BEIJING — Yuan Weimin was the toast of China's sporting scene from the early 1980s, when he coached the women's gold medal volleyball team, to 2001, when as head of the Chinese Olympic committee, he helped bring home the biggest prize of all — Beijing's selection as host city for the 2008 Summer Games.
Now the 70-year-old retired cadre is being denounced by some as a liar and a traitor, accused of spilling state secrets and disrupting Chinese harmony.
The offense lies between the covers of his memoir, Yuan Weimin: Winds and Clouds of the World of Sports, published last month in Beijing.

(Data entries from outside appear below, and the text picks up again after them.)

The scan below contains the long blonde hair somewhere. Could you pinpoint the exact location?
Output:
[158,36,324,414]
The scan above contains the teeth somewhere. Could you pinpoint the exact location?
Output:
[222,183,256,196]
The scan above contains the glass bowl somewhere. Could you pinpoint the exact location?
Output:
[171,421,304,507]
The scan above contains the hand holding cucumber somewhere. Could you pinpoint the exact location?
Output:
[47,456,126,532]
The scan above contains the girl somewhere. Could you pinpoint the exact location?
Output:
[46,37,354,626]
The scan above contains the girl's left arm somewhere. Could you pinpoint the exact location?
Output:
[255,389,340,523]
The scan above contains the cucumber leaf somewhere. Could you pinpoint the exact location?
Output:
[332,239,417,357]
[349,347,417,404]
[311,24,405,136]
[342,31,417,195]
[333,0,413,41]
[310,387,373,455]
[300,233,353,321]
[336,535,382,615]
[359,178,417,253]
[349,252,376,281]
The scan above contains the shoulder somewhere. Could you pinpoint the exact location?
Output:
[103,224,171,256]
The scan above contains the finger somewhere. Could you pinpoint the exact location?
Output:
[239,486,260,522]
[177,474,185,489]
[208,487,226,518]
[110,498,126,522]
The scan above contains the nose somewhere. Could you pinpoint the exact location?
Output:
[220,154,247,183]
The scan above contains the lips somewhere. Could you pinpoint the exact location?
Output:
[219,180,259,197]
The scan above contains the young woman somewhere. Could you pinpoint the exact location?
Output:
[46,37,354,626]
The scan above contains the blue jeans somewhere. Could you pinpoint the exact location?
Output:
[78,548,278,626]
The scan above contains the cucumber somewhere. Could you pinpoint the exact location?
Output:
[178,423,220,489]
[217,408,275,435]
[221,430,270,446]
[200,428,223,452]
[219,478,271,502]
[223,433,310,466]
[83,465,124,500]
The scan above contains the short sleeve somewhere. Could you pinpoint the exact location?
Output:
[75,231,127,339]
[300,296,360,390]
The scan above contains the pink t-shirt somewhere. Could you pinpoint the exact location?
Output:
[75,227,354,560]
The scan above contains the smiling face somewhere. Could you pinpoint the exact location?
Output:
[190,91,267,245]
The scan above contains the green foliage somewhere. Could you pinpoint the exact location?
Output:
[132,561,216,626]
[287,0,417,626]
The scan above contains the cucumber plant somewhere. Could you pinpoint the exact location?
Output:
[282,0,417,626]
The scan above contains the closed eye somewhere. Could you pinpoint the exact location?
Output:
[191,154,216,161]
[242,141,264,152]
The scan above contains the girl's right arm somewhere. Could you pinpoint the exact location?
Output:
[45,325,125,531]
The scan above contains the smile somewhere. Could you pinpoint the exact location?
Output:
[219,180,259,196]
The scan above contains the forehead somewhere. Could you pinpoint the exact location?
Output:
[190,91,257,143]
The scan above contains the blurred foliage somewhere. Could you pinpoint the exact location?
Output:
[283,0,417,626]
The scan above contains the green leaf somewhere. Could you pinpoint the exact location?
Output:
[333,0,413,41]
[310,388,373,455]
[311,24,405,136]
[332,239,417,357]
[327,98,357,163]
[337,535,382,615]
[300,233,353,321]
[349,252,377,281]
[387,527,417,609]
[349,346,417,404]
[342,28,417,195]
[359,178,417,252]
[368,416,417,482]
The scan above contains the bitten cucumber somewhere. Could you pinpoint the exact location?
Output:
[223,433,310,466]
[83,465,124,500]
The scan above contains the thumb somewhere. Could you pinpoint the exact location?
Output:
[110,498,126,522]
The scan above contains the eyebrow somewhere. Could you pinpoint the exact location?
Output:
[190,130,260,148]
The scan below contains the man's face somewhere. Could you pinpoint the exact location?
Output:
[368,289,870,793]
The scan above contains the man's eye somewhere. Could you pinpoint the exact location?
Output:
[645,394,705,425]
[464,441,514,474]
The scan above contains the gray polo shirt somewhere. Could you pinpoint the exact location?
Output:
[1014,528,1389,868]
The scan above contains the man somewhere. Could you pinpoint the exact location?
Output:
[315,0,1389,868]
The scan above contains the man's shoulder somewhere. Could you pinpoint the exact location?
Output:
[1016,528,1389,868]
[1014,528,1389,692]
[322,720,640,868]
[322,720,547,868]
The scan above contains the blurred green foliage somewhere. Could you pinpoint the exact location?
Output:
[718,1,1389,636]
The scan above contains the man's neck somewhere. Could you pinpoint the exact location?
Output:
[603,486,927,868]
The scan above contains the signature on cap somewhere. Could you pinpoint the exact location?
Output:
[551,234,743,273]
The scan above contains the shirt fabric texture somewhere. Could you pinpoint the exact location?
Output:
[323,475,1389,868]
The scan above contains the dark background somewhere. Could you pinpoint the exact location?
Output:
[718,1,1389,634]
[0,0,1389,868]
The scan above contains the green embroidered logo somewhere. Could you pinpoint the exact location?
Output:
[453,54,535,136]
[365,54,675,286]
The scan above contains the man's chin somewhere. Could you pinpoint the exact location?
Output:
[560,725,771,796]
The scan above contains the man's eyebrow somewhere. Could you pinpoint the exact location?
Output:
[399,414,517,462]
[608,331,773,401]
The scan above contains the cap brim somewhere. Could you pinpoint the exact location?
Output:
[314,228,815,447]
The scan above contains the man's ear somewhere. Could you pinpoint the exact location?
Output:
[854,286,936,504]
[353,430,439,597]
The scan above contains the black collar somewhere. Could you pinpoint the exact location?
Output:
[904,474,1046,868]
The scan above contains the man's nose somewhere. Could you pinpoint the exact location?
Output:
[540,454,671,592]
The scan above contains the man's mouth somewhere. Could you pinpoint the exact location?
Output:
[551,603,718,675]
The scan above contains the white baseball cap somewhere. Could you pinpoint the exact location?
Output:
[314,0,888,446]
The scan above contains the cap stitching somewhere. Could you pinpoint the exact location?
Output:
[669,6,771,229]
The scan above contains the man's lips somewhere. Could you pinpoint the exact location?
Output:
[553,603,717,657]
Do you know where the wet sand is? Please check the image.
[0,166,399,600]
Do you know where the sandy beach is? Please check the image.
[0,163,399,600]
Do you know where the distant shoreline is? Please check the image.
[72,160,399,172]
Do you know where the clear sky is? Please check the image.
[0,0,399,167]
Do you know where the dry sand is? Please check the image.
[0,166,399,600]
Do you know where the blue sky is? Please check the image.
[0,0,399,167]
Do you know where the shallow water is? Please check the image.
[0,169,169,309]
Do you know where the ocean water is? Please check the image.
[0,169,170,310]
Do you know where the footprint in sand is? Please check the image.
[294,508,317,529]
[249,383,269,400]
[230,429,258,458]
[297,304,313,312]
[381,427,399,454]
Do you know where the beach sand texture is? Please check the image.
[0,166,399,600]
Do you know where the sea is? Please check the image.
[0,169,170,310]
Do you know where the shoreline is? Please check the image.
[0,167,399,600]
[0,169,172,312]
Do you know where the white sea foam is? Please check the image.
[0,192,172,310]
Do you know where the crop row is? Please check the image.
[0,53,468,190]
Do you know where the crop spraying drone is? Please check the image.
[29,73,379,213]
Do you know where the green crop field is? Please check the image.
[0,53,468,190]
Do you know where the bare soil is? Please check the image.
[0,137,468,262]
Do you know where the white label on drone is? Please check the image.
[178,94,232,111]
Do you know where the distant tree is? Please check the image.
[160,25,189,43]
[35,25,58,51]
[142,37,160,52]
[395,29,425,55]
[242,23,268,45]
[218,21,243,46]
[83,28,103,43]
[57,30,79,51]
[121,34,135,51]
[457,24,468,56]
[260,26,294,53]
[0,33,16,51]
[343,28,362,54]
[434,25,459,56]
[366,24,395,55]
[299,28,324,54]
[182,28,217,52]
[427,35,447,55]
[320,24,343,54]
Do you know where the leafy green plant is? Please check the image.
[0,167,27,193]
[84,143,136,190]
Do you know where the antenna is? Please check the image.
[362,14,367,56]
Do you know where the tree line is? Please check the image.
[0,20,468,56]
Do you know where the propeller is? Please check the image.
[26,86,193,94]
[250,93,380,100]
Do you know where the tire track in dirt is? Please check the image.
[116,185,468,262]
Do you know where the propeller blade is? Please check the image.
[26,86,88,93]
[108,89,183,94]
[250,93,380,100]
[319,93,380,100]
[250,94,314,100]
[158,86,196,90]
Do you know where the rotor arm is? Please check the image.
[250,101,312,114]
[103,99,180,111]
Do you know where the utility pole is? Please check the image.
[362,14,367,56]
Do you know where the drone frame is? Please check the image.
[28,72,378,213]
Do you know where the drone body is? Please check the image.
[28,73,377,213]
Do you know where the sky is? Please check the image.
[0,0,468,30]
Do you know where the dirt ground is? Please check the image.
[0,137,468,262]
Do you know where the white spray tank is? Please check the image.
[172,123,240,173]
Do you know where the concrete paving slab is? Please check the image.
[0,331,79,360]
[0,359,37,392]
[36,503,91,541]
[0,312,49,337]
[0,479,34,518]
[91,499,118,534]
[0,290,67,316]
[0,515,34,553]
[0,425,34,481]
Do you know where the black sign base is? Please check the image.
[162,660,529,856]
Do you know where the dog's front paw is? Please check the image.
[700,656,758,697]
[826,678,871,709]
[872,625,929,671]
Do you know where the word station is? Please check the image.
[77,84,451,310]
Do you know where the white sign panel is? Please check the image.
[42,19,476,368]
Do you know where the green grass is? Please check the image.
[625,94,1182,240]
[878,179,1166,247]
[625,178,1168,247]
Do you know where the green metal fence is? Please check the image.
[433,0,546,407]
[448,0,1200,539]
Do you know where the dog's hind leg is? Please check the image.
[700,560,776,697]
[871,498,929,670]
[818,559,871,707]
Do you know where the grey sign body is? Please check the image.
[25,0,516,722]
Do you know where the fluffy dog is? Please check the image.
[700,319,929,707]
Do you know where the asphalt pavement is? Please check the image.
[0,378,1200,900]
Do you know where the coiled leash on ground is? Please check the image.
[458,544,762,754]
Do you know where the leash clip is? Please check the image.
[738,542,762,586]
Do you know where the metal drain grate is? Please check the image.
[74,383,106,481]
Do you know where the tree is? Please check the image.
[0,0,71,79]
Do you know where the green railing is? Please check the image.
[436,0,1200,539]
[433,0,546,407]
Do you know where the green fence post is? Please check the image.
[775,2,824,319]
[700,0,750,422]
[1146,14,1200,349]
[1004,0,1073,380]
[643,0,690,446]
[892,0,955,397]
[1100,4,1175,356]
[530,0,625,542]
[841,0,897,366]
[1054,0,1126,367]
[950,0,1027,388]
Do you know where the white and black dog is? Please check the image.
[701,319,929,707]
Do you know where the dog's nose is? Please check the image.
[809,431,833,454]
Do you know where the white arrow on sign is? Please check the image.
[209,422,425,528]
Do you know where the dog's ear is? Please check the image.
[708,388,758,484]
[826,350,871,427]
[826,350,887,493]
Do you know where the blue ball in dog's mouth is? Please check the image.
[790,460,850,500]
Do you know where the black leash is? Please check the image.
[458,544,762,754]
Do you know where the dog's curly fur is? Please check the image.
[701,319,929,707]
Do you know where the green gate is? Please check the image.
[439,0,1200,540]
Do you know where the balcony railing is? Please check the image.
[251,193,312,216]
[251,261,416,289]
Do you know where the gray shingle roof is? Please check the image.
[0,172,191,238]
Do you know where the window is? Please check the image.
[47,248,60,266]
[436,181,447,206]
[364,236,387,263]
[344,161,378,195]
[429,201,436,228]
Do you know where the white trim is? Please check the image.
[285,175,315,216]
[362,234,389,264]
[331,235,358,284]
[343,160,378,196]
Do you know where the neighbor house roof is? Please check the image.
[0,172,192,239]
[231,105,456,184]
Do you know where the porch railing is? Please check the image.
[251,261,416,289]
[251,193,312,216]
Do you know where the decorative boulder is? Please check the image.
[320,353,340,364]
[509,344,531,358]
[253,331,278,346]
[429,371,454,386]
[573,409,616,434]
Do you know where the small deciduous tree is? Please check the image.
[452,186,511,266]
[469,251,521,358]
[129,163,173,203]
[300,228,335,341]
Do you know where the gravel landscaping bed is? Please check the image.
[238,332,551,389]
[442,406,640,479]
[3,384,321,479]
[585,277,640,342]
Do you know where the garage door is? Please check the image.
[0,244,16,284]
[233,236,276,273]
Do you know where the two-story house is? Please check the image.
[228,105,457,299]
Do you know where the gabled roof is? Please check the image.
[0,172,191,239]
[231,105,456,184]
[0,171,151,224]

In the book, so far only available in Chinese, Yuan writes about a deal he says was cut during a cloak-and-dagger meeting in a Geneva hotel room eight years ago in which China promised to support the candidacy of Belgian Jacques Rogge as head of the International Olympic Committee in return for his support of Beijing's Olympic bid.
It was all kept hush-hush because Rogge, as a European representative, couldn't publicly endorse Beijing when two European cities — Paris and Istanbul — were also contenders.
"We had a mutual understanding that we all understood clearly, even if it was not in writing," according to Yuan, who credited ancient Chinese military strategies for shaping the tactics.
Yuan drops other tidbits from the backroom discussions of China's Olympics bid, including how China sought to deflect criticism of its human rights record. He also writes of fears during the 2000 Sydney Olympics that Chinese athletes (no names here) would be disqualified for doping and of a women's volleyball coach arranging for the Chinese team to lose a match in the 2002 world championships to avoid facing a tougher opponent.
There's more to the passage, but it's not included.